Archive for December 2007
the woes of “git gc –aggressive” (and how git deltas work)
Today I found a gem in the git mailing lists that discusses a little bit about how git handles deltas in the pack (i.e. efficiently storing revisions) and why — somewhat non-obviously — the aggressive git garbage collect (invoked by doing git gc --aggressive) is (generally) a big no-no. The verbatim email from Linus explaining this is affixed as part of the full text of this article.
A quick summary
Since there is little point in simply reposting this information (other than for personal archival), I will condense it here for quick reading:
Git does not use your standard per-file/per-commit forward and/or backward delta chains to derive files. Instead, it is legal to use any other stored version to derive another version. Contrast this to most version control systems where the only option is simply to compute the delta against the last version. The latter approach is so common probably because of a systematic tendency to couple the deltas to the revision history.

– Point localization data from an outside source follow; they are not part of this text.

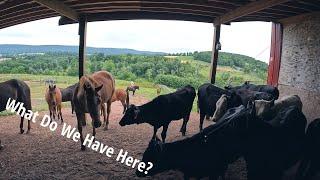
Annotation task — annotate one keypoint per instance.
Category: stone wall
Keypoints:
(300, 62)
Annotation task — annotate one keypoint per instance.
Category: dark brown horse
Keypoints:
(91, 95)
(122, 96)
(54, 99)
(19, 91)
(67, 94)
(133, 89)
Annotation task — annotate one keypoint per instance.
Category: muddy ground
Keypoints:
(43, 154)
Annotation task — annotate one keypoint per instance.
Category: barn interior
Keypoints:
(294, 58)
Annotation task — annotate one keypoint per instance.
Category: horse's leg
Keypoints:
(124, 106)
(164, 132)
(108, 112)
(60, 114)
(201, 120)
(21, 125)
(29, 126)
(103, 110)
(184, 125)
(50, 111)
(80, 119)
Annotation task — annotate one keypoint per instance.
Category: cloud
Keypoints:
(251, 38)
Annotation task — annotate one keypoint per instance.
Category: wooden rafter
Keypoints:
(60, 8)
(247, 9)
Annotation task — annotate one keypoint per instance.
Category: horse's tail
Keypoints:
(198, 105)
(127, 98)
(23, 93)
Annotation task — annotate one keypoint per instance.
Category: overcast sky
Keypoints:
(249, 38)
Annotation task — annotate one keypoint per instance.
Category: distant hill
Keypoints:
(243, 62)
(12, 49)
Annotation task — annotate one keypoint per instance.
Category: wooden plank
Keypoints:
(215, 54)
(247, 9)
(59, 7)
(82, 43)
(275, 54)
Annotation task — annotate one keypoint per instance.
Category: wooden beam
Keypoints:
(215, 53)
(60, 7)
(82, 43)
(247, 9)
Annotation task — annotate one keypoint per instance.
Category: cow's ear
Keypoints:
(136, 112)
(252, 106)
(98, 88)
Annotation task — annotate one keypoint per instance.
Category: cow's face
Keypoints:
(93, 103)
(262, 107)
(130, 116)
(263, 96)
(153, 155)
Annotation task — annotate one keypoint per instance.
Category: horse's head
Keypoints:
(93, 101)
(152, 155)
(52, 94)
(130, 116)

In Git the development history is not in any way tied to these deltas (which are arranged to minimize space usage) and the history is instead imposed at a higher level of abstraction.
Now that we have exposed how git has some greater flexibility in choosing what revisions to derive another revision from we get to the problem with --aggressive.

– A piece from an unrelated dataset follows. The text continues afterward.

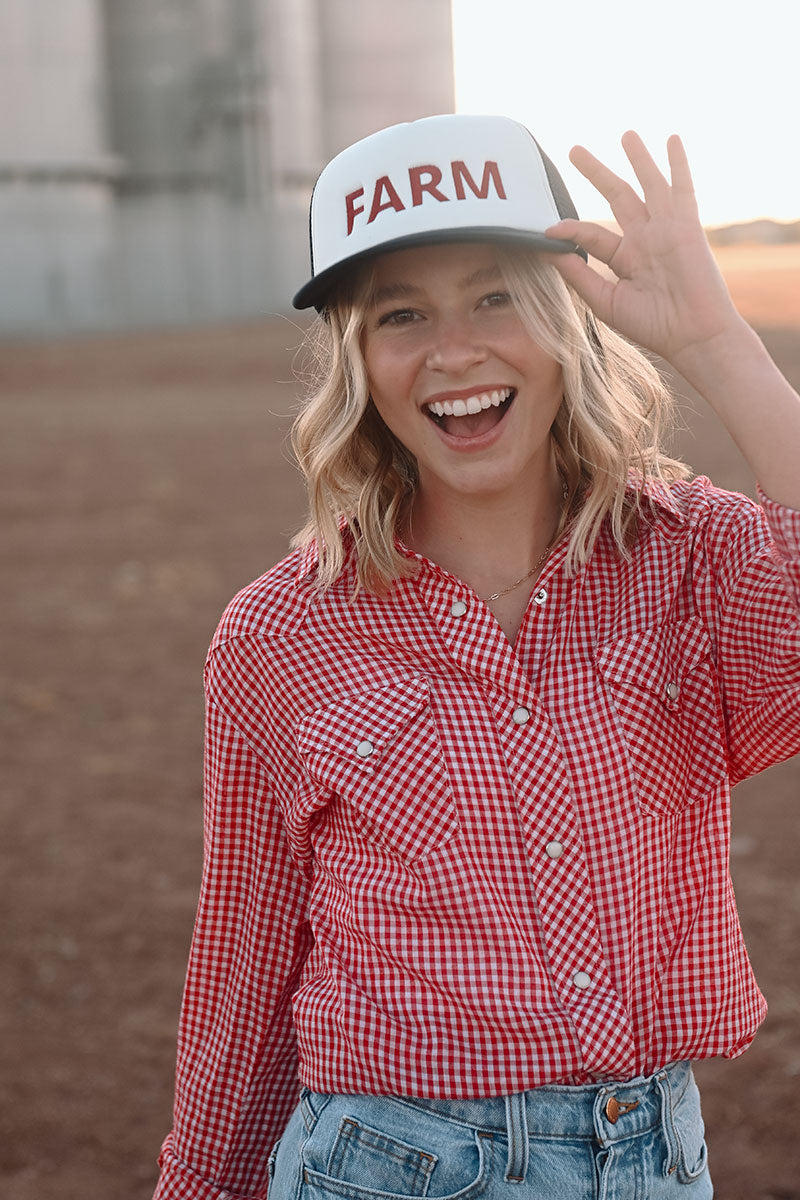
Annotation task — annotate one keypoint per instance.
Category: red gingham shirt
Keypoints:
(437, 865)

Here’s what the git-gc 1.5.3.7 man page has to say about it:
--aggressive
Usually git-gc runs very quickly while providing good disk space
utilization and performance. This option will cause git-gc to more
aggressively optimize the repository at the expense of taking much
more time. The effects of this optimization are persistent, so this
option only needs to be used occasionally; every few hundred
changesets or so.
Unfortunately, this characterization is very misleading. It can be true if one has a horrendous set of delta-derivations (for example: after doing a large git-fast-import), but its true behavior is to throw away all the old deltas and compute new ones from scratch. This may not sound so bad except that --aggressive isn’t aggressive enough at doing this to do a good job and may throw away better delta decisions made previously. For this reason --aggressive will probably be removed from the manpages and left as an undocumented feature for a while.
So now you ask: “Well, suppose I do really want to do the expensive thing because I just copied my company’s history into git and it has an inordinately large pack. How do I do it?”
Excerpted from Linus’ mail here is a terse recipe (with some explanation) that may take a very long time and require a lot of RAM to run but should deliver results:
So the equivalent of "git gc --aggressive" - but done *properly* - is to do (overnight) something like git repack -a -d --depth=250 --window=250 where that depth thing is just about how deep the delta chains can be (make them longer for old history - it's worth the space overhead), and the window thing is about how big an object window we want each delta candidate to scan. And here, you might well want to add the "-f" flag (which is the "drop all old deltas", since you now are actually trying to make sure that this one actually finds good candidates.
Other notes and observations
- If you have a development history where you constantly change between several particular versions of, say, a large binary blob — say a resource file of some kind — this operation can be very cheap under Git since it can delta against versions that are not adjacent in the development history.
- The delta derivations don’t have to obey causality: a commit made chronologically later can be used to derive one made earlier. It’s just a bunch of blobs in a graph, there isn’t even a strictly necessary notion of time attached to each blob at all to begin with! That data is maintained at a higher level. Repack doesn’t have to know or care about when a commit was made. (The only reason it may care is to help implement heuristics. Right now no such heuristic exists[0])
- Finding/verifying an optimal (space-minimizing) delta-derivation graph feels NP-hard. I now wave my hands furiously.
[0]: From the git-repack man page:
--window=[N], --depth=[N]
These two options affect how the objects contained in the pack are
stored using delta compression. The objects are first internally
sorted by type, size and optionally names and compared against the
other objects within --window to see if using delta compression
saves space. --depth limits the maximum delta depth; making it too
deep affects the performance on the unpacker side, because delta
data needs to be applied that many times to get to the necessary
object. The default value for --window is 10 and --depth is 50.